AstroAI Workshop 2026
Steven Dillmann
Terminal-Bench-Science: Evaluating AI Agents on Computational Workflows in the Natural Sciences
Presenter: Steven Dillmann (Stanford University)
Title: Terminal-Bench-Science: Evaluating AI Agents on Computational Workflows in the Natural Sciences
Date/Time: Monday, June 15, 11:30 AM - 12:30 PM
Abstract: Terminal-Bench-Science (TB-Science) is a benchmark for evaluating AI agents on the complex real-world computational workflows that natural scientists run in their research labs.
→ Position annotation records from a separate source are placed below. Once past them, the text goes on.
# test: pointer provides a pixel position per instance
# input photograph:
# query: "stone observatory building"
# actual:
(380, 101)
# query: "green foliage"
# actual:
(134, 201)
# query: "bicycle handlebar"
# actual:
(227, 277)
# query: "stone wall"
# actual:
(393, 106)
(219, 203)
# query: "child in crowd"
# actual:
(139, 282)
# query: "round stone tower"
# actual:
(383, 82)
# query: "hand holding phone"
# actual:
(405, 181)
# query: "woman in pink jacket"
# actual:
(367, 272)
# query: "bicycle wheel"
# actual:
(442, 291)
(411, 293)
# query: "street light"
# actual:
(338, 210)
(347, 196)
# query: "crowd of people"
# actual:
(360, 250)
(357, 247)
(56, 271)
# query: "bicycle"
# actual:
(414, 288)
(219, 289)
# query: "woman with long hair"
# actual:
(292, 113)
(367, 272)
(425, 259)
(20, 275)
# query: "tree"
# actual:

It builds on the success of Terminal-Bench, adopted by frontier labs such as OpenAI, Anthropic, and Google DeepMind, which helped drive rapid progress in AI coding agents by defining what leading labs measure and optimize for. No equivalent exists for science — until now.
Current “AI for Science” benchmarks test textbook knowledge or abstract capabilities like hypothesis generation. They do not measure whether an AI system can execute the end-to-end computational workflows that drive modern research in the natural sciences. TB-Science will close this gap by porting real workflows from leading research labs into executable benchmark tasks, evaluated in containerized environments with deterministic, programmatic verification.
Our goal is to catalyze a “Claude Code for Science” moment by giving natural scientists a direct voice in shaping AI progress: domain experts contribute real workflows, frontier labs optimize against them, and the resulting advances flow back as more capable AI tools for scientific discovery, creating a virtuous cycle between the scientists who know what matters and the labs building the next generation of AI.